Próby zbudowania rasowego samochodu z silnikami elektrycznymi nie ustają. Tym razem współpraca Japończyków z Infiniti z Anglikami zaowocowała prototypem Emerg-e. Zasłużyli na Nobla czy naganę? Zwykle producenci unikają wpuszczania dziennikarzy za kierownicę prototypów. Oczywistych powodów jest kilka. Nie chcą ujawniać innowacyjnych rozwiązań, unikają ryzyka uszkodzenia oraz dbają o jak najlepszy wizerunek.
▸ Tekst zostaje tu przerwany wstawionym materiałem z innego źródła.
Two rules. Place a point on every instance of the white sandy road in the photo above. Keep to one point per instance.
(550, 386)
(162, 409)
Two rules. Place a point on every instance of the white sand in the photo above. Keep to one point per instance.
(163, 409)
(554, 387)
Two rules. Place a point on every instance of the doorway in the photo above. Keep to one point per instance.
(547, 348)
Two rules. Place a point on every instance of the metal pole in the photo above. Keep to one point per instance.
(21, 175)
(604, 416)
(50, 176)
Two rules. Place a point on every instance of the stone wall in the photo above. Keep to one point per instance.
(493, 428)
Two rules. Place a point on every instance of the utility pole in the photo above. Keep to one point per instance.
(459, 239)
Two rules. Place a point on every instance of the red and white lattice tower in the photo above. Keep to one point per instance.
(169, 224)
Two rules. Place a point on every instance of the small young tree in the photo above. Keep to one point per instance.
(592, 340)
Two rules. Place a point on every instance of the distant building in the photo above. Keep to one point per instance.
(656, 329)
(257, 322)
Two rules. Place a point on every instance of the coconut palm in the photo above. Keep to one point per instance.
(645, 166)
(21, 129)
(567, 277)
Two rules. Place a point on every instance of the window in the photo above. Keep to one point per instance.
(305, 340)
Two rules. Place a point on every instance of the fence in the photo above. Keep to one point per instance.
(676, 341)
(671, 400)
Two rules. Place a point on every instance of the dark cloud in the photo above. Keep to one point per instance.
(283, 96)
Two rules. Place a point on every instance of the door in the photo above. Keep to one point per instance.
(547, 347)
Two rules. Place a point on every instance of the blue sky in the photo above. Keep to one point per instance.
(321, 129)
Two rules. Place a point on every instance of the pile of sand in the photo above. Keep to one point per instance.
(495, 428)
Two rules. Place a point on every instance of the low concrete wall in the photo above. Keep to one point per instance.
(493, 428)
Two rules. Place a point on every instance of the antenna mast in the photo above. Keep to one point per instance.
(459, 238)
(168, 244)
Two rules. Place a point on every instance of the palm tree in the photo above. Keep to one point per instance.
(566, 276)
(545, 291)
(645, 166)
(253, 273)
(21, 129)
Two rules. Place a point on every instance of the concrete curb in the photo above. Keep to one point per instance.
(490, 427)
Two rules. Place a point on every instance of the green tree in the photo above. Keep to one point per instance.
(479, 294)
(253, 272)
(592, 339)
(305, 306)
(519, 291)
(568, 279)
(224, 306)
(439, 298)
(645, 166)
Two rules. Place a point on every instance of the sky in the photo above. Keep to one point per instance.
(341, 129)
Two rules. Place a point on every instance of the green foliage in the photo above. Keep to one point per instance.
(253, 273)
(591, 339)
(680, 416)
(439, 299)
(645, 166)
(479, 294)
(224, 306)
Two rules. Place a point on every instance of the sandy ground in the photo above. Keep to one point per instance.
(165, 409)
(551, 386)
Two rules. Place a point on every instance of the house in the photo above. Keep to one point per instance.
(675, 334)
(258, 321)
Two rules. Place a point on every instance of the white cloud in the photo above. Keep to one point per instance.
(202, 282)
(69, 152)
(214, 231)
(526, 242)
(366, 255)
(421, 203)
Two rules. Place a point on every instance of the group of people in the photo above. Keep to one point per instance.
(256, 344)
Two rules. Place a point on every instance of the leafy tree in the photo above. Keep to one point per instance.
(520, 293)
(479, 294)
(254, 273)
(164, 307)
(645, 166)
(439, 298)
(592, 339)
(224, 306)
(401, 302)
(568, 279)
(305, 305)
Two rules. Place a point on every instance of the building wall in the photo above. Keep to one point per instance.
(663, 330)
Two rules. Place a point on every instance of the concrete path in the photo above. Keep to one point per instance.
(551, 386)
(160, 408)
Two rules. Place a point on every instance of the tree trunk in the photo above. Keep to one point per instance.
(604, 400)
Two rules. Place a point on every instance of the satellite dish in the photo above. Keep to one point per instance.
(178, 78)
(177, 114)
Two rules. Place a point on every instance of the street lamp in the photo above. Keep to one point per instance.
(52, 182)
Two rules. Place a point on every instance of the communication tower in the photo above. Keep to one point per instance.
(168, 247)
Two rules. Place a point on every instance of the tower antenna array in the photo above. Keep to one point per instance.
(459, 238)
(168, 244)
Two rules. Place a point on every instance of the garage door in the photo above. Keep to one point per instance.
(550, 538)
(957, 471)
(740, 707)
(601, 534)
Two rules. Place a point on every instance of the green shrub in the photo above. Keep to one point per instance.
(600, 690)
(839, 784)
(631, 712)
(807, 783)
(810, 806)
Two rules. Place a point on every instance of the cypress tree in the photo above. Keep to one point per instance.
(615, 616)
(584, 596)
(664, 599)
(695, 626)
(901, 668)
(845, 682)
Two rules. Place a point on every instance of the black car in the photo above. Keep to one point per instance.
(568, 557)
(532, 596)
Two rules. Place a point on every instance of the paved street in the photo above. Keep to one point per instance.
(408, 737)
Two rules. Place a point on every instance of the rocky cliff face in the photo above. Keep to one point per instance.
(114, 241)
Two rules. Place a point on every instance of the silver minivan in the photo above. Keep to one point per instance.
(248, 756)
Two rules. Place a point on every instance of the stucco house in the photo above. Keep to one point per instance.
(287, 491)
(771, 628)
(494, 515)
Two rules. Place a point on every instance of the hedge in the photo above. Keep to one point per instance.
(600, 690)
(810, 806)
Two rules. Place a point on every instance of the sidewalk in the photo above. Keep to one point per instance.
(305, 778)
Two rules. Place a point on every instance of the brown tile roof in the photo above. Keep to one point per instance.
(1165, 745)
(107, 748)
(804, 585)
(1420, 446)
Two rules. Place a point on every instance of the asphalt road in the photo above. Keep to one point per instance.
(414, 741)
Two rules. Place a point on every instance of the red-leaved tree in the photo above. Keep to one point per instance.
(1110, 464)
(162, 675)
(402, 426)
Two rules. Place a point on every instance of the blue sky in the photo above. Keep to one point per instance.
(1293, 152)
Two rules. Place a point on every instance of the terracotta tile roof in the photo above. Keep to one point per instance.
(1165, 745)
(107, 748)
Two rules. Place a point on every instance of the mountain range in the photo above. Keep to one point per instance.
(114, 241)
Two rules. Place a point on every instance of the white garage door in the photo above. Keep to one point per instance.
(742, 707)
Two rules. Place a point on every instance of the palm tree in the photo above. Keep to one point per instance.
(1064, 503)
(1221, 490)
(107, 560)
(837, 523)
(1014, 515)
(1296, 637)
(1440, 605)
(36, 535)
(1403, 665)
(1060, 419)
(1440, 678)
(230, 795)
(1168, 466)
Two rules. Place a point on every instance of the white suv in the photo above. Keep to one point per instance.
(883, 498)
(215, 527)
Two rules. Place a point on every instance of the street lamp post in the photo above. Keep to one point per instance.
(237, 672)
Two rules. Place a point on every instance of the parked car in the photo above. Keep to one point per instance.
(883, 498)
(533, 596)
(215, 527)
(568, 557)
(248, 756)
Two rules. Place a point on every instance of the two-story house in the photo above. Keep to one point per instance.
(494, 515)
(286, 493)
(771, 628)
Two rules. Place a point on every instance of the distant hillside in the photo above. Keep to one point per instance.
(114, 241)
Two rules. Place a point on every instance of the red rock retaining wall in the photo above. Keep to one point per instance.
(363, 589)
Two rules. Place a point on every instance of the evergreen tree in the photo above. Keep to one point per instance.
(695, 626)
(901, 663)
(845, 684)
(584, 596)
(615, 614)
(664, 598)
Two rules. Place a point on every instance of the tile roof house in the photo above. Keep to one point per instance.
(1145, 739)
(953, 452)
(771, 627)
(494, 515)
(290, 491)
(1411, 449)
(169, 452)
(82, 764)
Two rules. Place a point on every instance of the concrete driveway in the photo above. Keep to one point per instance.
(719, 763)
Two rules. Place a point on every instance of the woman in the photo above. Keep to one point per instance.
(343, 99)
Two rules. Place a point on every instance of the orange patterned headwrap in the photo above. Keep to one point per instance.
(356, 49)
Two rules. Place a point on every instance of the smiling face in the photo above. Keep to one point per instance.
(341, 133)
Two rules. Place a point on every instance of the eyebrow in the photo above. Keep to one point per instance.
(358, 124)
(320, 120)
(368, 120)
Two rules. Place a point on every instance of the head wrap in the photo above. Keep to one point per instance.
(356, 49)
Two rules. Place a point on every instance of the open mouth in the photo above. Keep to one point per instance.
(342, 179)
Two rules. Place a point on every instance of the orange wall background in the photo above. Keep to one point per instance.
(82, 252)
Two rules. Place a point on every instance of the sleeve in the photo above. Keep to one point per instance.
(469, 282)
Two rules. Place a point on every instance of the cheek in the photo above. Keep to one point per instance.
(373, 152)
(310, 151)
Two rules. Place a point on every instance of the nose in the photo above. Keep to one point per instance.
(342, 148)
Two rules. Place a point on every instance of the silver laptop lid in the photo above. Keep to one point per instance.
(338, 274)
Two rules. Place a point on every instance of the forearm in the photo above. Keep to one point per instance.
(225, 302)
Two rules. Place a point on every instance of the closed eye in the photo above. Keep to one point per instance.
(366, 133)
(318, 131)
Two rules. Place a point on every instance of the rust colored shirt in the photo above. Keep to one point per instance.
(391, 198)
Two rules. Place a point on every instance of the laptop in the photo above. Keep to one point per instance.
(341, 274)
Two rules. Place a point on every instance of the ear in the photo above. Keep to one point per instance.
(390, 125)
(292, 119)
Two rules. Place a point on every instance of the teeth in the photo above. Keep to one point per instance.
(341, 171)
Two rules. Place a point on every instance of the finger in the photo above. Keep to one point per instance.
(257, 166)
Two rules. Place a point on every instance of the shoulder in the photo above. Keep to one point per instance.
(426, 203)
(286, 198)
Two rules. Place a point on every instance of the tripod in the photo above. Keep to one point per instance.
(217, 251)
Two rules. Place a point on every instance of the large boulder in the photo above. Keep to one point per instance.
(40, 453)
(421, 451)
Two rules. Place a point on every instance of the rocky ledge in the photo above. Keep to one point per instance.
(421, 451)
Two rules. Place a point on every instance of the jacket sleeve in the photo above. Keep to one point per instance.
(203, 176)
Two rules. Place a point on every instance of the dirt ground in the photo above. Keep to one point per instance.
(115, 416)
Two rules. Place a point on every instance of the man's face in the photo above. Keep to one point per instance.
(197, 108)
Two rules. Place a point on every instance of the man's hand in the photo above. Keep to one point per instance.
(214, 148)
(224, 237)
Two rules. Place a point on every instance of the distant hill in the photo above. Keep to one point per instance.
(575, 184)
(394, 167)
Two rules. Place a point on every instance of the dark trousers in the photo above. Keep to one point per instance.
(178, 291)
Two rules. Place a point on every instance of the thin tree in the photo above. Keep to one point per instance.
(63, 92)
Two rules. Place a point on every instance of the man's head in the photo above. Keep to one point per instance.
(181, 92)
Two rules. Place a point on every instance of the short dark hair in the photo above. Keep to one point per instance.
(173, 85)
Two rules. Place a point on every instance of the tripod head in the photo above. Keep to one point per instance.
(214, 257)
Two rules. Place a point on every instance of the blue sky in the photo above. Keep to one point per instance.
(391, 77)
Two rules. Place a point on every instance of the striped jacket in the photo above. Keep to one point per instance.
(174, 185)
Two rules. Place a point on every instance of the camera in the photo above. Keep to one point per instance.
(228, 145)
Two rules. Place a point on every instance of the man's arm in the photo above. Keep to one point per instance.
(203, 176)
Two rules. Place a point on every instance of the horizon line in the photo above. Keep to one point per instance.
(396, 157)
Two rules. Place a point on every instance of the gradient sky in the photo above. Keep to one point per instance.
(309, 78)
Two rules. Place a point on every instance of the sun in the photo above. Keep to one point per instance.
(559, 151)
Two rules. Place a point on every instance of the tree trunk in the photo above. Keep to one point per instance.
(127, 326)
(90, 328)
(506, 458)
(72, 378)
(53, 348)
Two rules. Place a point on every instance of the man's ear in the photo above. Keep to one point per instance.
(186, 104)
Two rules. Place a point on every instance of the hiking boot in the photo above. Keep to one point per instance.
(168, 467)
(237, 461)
Prototypy przecież nie są samochodami ukończonymi z technicznego punktu widzenia i często nie pozostawiają dobrego wrażenia po jazdach.
Patrzę na koncepcyjne Infiniti Emerg-e i mam wrażenie, że z zewnątrz jest jak najbardziej dopracowane. Jesteśmy na pilnie strzeżonym torze testowym Millbrook, gdzie przed wjazdem pieczętowałem podpisem deklarację, że nie wyniosę tajemnic, jakie kryje to miejsce. Tu testuje się prototypy, a pod osłoną nocy rozbija Astony Martiny. To właśnie w Millbrook James Bond dachował czarnym DBS-em w „Casino Royale”. Ogrodzony obszar kryje m.in. wymagającą trasę zwaną Drogą Alpejską, której ukształtowanie potrafi w ciągu kilku minut obnażyć słabości podwozia. Można tu spotkać bardzo trudne technicznie zakręty, w tym jeden ślepy, nie mniej ślepy od tego z toru Laguna Seca. To właśnie tu kręcono słynną scenę wypadku do filmu z Bondem. Wyrzutnie w momencie omijania leżącej na asfalcie Evy Green katapultowały DBS-a w powietrze.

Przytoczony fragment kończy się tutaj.